The kid has a great head on his shoulders, but this has all the hallmarks of second-year syndrome.

Sea Eagles soaring once again
Outside of Dylan Walker’s court case and Tom Trbojevic’s hamstring, no one is talking about Manly.

No one is giving them a chance of qualifying for the finals in 2019, let alone making a premiership push. But I really like Manly’s chances of not only making it to September, but also doing a little damage when they get there.

Why? Let’s start with Daly Cherry-Evans. Say what you will about the acrobatic No.7, but you cannot deny he put together a very strong 2018 season.

DCE racked up eight tries, 15 try assists and 17 line break assists en route to reclaiming his Queensland and Australian representative jumpers, and he did so despite the constant distraction surrounding Trent Barrett.

And speaking of Barrett, his replacement knows a thing or two about Manly.


Des Hasler’s reputation may have taken a bit of a beating during his last season at Canterbury but it would be naïve to write him off.

This is still a coach with a 60 per cent winning percentage spanning almost 400 first grade games, not to mention five grand final appearances.

He will have the Sea Eagles fit, focused and flying under the radar.

Des Hasler

(Photo by Mark Evans/Getty Images)

And then you have the Trbojevic brothers.
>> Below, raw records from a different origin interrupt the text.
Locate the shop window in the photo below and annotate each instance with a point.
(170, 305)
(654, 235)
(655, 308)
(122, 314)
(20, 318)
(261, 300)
Each a superstar in his own right, the development of the tongue-twisting siblings bears a striking resemblance to another set of Manly brothers.

Jake, a hard tackling back-rower with silky hands and a secret desire to play halfback, is an almost carbon copy of Glenn Stewart.

And Tom, with his blistering pace and uncanny knack for popping up precisely when and where he’s needed, has a very similar style of play to Brett Stewart.

But I think Jake is a better ball player than Glenn, and Tom is a more complete player already than Brett was at even the height of his career, which all bodes well for Manly.


Some will say that they don’t have the depth to be competitive, but you could say that about most sides.

If the Sea Eagles get a little luck with injuries, I think they are a red hot chance to play finals football in 2019.

Everyone deserves a seventh chance
Make no mistake, had Mitchell Pearce not succumbed to injury last season, he would have been the NSW halfback.

He was the form No.7 of the competition during the first two months of the 2018 season, and Brad Fittler was poised to select the former Rooster as his halfback.

But then injury struck, Nathan Cleary got his chance and the Blues won the series.

It felt like the dawn of a new era and the end of Queensland’s decade of dominance. In fact, had Cleary been a Maroon, he’d probably be guaranteed a spot in the side for the next half-decade.

I’m a big fan of Nathan Cleary, don’t get me wrong. He represents the future of NSW football.

But the reality is that Cleary was a passenger for the majority of the 2018 series, and his form post-Origin wasn’t much better.


Fittler has staked his coaching reputation on selecting players on form rather than incumbency, so I fully expect the halves to be an open competition heading into the 2019 campaign.

Mitchell Pearce

(Photo by Tony Feder/Getty Images)

Many will shudder at the idea of Pearce once again leading the NSW attack. And up until recently, I was one of those people. The memories of his clearing kicks being magnetically attracted to Billy Slater’s chest still haunt me to this day.

But after a strict regime of aversion therapy and the fact that Pearce is no longer a Rooster, I have finally come around.

If Mitchell Pearce is the best halfback available when they select the side for the series opener – and I fully expect that to be the case – I say pick him. A halves pairing of Pearce and Luke Keary will certainly give the Maroons a run for their money.